I will, thank you. And a profitable one at that.
By the way, my quip about the “atrociously unprofitable” industry wasn’t a slap at Linux.
Supers have been unprofitable for the entire length of my career in computing (since the early 80’s). The truth is, they grab lots of headlines, they push back boundaries in hardware architecture and design... and they have such a narrow, specialized market that they’re black holes for hardware vendors, sucking in their entire cash flow and balance sheet. That was the case with CDC, then Cray, Cray Research, Convex, Connection Machine, n-cube... now SGI.
Worst of all, many of them are built for government contracts - limited production markets at best, on scant margins.
Were I a VC, and some really bright guys came to me with a business plan on how they were going to make it big with a next-gen super, I’d do everything in my power to convince them to drop the idea and pursue something else.
Supercomputers are a great resume’ items, but they’re horrible at putting money into your retirement account, much like the specialized workstations of the mid/late 80’s. I had a chance to work with Symbolics machines (as a front end to supers at the time, no less), and as much as I loved the hardware which was fast at the time, and much more reliable than something like Sun HW/sw, and the Genera environment was slicker than weasel snot on cold polished tile, I could see it was going to be a dead end, financially and going forward in my career.
Eh ... whatever.
I can’t say as it makes much difference to me anymore. I’m retired now, taking it easy, after some 30 profitable years in highend workstations, supercomputers and Linux. ;).
Already knew about it. And if it were something on which they could base the future of the company, would they have just paid a major chunk of their cash to buy Sun? Probably not. Buying Sun comes with problems — I’m sure that if Linux were ready for prime time, or even reasonably close to ready, they would have let IBM take Sun. Oracle probably doesn’t want to be in the server business. Java is nice, but they could have licensed it. OpenOffice and MySQL - feh. Nice bragging rights, but they probably won’t add much to the bottom line. Sun’s documents/filings indicate that there were two other bidders besides Oracle - and one of them almost certainly was IBM, who is now rumored to be sniffing at RedHat.
For the money they just spent on Sun, they could have hired a whole lot more Linux people than they already have slinging code, paying them hefty salaries to make Linux do anything they wanted, right? They didn’t do that. Instead, they buy up Sun and then they reach out and snatch up Virtual Iron a couple weeks later. It is pretty clear that they want to go head to head against IBM’s z/OS and DB2 offerings - and to get there, they’ll need to either pour a lot of effort into Linux or port over features from Solaris, a combination of the two, etc.
Linux isn’t “unsuitable” for DBMS work. It just ain’t about to compete against z/OS at the high end - yet. Even Solaris is a stretch - z/OS has plenty of features that Solaris still has only on the drawing board.

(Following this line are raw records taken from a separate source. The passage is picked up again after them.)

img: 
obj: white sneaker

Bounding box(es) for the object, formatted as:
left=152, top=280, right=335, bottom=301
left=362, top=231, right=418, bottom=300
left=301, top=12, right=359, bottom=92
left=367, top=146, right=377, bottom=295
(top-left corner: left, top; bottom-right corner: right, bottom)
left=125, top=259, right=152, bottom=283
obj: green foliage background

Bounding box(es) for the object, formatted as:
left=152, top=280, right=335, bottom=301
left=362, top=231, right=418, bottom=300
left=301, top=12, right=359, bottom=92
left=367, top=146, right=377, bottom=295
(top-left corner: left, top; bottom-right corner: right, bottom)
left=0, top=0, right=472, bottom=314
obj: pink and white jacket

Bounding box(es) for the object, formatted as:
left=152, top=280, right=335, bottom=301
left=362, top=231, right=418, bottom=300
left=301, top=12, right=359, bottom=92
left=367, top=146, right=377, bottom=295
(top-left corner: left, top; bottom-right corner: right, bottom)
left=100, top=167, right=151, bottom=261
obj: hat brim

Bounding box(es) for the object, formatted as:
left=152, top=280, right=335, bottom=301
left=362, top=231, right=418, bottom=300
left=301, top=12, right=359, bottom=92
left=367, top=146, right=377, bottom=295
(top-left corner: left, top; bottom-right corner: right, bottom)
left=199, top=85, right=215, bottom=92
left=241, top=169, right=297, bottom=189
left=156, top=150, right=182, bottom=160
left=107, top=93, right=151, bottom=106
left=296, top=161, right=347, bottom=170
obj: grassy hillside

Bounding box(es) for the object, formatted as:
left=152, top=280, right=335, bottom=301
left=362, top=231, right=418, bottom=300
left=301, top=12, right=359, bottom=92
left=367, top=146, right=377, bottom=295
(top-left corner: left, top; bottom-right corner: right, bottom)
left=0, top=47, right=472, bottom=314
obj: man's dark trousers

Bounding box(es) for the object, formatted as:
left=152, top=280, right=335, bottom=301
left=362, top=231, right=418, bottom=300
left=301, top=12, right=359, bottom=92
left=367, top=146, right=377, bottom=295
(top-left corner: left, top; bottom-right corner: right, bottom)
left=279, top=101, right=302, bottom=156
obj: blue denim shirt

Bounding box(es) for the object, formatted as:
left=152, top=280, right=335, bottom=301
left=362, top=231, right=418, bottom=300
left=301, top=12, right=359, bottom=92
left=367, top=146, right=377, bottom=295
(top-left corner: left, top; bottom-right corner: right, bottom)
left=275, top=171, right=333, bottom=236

Mainframe-class rollouts are the highest margin accounts Oracle has, and Linux simply doesn’t have the features that z/OS does. Solaris has some of the features, so you could say that Solaris is closer to a head:head match against IBM at the high end, but even it still has a ways to go in features.
BTW — you can run Linux on z/VM and on z9 or z10’s, so Linux is available on IBM’s mainframes. It isn’t the preferred deployment OS for DB2, but it is there for those who want to go that route.